With some £1.6 billion of annual research funding linked to the sector-wide audit of research quality conducted in 2014, many universities invested heavily to secure leading scholars, often on high salaries, to burnish their research record in key areas and to secure more income.
An analysis by economists at the University of Nottingham has now found that those new recruits – as well as other top-paid staff – are likely to have enjoyed a further significant dividend if they helped to propel their department up the REF league tables.
By assessing the salaries of some 16,300 UK professors over a three-year period, starting in 2013-14, researchers found that pay of the best-remunerated professors rose much faster if their department registered an improvement in its average research quality, as measured by grade point average (GPA).
However, departments that increased their income without boosting their GPA scores did not raise salaries for top-paid professors at a higher rate, according to the paper, presented at a conference organised by the journal Economic Policy in Vienna.
That meant that if a department managed to climb from a mid-table GPA ranking to a top-10 position, the wage bill for its top-quartile professors would rise 50 per cent faster (at about 6 per cent above inflation over the three years) than at a similar department that achieved the same funding at a lower GPA.

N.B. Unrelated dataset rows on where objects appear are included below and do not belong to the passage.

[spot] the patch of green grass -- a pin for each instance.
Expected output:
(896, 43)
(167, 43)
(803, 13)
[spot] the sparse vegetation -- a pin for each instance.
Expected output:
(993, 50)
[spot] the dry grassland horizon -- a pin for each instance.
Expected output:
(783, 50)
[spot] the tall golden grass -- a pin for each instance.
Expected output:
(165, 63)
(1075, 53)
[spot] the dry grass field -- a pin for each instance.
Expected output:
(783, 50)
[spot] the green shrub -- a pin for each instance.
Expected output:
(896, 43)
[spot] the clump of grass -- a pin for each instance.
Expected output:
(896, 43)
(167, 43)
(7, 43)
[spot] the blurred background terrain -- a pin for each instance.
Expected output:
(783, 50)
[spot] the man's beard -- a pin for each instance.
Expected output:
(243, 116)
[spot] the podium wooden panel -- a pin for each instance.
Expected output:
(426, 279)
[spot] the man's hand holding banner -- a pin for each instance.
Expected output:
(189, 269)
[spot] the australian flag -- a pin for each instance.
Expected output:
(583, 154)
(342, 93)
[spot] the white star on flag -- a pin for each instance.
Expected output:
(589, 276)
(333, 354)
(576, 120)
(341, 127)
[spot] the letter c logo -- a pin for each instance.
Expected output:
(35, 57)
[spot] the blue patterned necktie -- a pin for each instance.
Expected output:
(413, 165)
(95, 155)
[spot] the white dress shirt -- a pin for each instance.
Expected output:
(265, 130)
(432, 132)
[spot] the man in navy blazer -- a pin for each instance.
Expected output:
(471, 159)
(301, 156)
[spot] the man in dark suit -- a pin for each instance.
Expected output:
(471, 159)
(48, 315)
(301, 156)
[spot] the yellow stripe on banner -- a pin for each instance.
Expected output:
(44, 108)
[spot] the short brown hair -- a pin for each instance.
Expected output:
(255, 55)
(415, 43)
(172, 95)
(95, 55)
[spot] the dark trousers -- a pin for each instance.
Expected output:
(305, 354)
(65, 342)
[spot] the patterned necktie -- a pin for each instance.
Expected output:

The study was not able to see if other non-professorial staff also received a similar rise in salary after a successful REF, although it did find that lower-paid professors did not get a pay bump in the same way as higher-paid ones.
“University departments that were lucky in the REF were not only able to hire more professors, but were able to pay their professors more, especially at the top,” Gianni De Fraja, who co-authored the report with Giovanni Facchini and John Gathergood, told Times Higher Education.
The report’s finding that GPA rather than overall income led to higher professorial salaries suggested that departments were able to use their prestige as a “bargaining chip” to gain more resources after the REF, and that they distributed the bounty in the form of higher pay and internal promotions, said Professor De Fraja, professor of economics at Nottingham.
“The REF money is given to the university, not individual departments, so we suspect those who did well on GPA had more bargaining power than those who just did well on income,” he added.
Commenting on the likely role of “superstar professors” in the 2021 REF, Professor De Fraja predicted that they would be “even more important than before” in the wake of reforms that mean some staff can submit just one output published between 2014 and 2020.
“If a superstar professor can contribute as many as five people, they will be considered as very important to departments,” Professor De Fraja said.